So, this question came up in a discussion today and I thought I'd post it here. Given that the ring of symmetric functions $\Lambda$ can be equipped with the Hall scalar product. Is it also a complete metric space?
Edit: Supposing that it is false I thought an amusing counter example might be using the sequence
\begin{equation}(e_{0}, e_{0}+e_{1},e_{0}+e_{1}+e_{2},\dots)\end{equation}
As the limit would result in Macdonalds classic example of an element of $\hat{\Lambda}$ with
\begin{equation}\prod_{i \geq 1}(1 + x_{i}) = \sum_{i \geq 0}e_{i}.\end{equation}
Of course this sequence would need to be Cauchy and there lies the problem. If we allow rational coefficients rather than just integer coefficients we could instead consider elements of the form
\begin{equation}\sum_{i=0}^{j}\frac{e_{i}}{(i+1)^{2}} \Rightarrow (e_{0}, \frac{1}{4}(e_{0}+e_{1}), \frac{1}{9}(e_{0},e_{1},e_{2}),\dots).\end{equation}
Here the limit is indeed going to have unbounded degree so we have a counterexample for $\Lambda_{\mathbb{Q}}$. However, for sticking with the more classical integer coefficients. I think this requires all the Cauchy sequences to be sequences that stabilise. Which would mean that it is indeed complete, but the only Cauchy sequences are rather uninteresting.
Edit 2: Obviously not a Hilbert space, my definition was bad.
I don't really understand the question. If you consider only symmetric functions over $\mathbb{Z}$ or $\mathbb{Q}$ you don't even have a vector space over $\mathbb{R}$ so you certainly don't have a Hilbert space.
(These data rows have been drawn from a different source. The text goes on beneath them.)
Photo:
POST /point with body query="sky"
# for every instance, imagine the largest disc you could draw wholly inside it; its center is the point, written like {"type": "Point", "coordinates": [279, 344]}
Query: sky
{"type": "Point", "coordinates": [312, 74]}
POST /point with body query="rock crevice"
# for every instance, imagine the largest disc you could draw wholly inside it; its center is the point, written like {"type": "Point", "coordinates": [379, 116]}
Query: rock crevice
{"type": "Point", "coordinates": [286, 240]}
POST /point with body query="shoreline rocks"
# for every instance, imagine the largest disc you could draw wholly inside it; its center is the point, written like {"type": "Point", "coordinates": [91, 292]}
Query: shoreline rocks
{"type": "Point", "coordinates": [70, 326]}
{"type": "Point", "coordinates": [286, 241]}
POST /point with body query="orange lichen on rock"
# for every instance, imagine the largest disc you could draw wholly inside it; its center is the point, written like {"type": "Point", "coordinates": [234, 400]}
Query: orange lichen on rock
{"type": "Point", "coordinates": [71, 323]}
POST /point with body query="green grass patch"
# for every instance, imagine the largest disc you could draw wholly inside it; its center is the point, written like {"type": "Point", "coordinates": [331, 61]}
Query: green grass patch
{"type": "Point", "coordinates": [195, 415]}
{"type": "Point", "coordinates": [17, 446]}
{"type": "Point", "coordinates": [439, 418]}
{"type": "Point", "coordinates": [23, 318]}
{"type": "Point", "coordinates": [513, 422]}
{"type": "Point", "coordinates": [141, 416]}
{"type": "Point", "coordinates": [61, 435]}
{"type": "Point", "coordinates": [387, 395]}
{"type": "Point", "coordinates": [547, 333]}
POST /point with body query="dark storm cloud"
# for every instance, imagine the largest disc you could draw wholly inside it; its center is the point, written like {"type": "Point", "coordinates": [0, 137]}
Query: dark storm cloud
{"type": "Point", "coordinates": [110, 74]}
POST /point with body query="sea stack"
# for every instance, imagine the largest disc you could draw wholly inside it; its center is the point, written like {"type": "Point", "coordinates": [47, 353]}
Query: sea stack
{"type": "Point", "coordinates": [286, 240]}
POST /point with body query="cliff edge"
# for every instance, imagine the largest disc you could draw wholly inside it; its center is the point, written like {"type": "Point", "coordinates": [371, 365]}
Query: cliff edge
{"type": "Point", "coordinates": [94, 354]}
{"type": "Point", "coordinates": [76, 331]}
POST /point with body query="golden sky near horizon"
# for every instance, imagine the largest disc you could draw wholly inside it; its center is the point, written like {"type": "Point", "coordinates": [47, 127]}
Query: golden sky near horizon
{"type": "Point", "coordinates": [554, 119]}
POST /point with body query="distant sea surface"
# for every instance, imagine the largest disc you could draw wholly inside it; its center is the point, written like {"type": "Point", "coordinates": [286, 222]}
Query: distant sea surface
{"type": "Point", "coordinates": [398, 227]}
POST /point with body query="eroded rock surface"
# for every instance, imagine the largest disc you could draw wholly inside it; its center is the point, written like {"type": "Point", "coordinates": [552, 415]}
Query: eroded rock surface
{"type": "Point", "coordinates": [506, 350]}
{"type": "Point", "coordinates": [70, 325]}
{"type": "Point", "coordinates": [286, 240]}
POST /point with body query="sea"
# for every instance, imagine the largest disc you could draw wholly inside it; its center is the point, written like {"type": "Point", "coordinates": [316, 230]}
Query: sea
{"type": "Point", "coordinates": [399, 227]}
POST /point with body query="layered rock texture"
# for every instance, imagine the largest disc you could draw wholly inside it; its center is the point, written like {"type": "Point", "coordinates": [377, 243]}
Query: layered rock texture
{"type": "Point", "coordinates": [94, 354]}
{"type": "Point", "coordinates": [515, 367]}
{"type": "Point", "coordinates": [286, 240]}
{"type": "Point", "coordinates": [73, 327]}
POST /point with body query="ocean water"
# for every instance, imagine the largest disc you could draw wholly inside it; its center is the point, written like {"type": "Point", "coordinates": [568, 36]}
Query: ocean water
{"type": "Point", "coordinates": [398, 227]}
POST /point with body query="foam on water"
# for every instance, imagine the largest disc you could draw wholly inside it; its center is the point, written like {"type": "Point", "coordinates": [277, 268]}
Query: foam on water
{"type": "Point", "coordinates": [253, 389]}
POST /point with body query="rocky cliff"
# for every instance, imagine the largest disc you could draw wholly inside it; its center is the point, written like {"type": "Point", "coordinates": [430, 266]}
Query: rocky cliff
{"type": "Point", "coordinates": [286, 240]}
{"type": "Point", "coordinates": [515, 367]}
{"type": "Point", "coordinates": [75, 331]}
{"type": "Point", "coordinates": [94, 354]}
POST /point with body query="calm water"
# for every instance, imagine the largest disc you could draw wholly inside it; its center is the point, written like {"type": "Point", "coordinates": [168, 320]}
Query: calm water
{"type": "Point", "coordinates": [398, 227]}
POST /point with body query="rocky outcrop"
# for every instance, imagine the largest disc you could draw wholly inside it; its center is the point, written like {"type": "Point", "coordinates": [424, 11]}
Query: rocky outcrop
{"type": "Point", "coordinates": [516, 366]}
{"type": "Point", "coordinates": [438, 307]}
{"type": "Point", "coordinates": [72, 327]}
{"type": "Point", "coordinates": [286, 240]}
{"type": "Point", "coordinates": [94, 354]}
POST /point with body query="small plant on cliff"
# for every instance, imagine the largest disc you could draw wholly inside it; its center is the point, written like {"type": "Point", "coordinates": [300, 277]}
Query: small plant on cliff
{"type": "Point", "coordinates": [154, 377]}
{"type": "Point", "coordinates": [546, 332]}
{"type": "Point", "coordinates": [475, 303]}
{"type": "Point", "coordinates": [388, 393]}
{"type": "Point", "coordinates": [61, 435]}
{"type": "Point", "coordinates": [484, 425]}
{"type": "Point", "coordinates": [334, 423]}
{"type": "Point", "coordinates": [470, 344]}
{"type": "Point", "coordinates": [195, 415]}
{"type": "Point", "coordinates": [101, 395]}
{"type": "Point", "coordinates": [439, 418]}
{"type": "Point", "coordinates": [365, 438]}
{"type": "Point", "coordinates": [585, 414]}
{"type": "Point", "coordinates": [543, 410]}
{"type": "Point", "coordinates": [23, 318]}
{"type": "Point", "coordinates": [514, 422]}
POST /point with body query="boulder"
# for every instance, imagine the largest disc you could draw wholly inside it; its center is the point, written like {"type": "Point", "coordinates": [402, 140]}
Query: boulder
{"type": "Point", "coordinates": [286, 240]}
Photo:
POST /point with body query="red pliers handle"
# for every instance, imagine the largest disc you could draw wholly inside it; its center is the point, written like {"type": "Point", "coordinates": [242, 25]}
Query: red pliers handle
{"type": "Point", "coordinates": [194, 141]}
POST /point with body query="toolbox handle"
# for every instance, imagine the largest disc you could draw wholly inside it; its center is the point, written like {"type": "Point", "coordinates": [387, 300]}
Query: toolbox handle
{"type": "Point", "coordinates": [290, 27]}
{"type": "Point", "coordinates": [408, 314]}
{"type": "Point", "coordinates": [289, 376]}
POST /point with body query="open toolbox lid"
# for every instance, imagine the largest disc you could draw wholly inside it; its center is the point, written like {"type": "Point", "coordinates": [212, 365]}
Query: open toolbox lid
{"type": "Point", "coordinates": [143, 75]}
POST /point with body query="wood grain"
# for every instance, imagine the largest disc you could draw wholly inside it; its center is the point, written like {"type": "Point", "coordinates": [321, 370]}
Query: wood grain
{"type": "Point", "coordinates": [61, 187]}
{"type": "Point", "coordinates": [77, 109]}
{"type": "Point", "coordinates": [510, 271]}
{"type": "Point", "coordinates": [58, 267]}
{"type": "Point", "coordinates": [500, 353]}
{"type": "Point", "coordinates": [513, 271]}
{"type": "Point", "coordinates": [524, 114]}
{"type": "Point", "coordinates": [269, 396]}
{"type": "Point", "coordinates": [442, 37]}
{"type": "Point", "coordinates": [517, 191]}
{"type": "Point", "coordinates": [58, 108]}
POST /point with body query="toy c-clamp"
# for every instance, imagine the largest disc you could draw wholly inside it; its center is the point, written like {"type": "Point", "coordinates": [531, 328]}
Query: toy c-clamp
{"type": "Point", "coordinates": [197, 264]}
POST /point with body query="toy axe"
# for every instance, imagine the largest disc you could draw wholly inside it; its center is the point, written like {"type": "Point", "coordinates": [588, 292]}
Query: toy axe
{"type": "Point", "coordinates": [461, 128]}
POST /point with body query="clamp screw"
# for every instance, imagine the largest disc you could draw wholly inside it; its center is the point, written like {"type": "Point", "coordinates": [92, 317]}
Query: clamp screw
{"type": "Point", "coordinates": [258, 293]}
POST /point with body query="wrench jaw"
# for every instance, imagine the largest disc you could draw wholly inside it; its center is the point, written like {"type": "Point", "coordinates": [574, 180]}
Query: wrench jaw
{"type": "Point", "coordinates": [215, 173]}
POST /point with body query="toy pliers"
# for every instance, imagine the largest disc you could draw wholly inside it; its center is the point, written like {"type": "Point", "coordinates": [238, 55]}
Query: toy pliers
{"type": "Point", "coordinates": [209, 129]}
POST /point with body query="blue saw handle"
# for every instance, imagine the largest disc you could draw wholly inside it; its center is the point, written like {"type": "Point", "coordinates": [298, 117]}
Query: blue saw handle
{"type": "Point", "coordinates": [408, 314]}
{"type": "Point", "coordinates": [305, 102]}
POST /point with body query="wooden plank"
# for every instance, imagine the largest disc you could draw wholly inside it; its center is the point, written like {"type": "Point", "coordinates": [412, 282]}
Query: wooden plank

If you consider symmetric functions over $\mathbb{R}$ then symmetric functions over $\mathbb{R}$ are countable-dimensional, and infinite-dimensional Hilbert spaces must be uncountable-dimensional. Explicitly, the Schur polynomials $s_{\lambda}$ form an orthonormal basis with respect to the Hall inner product (in the Hamel, not the Hilbert space, sense) but no nontrivial infinite sum $\sum c_{\lambda} s_{\lambda}$ converges, even the ones satisfying $\sum |c_{\lambda}|^2 < \infty$.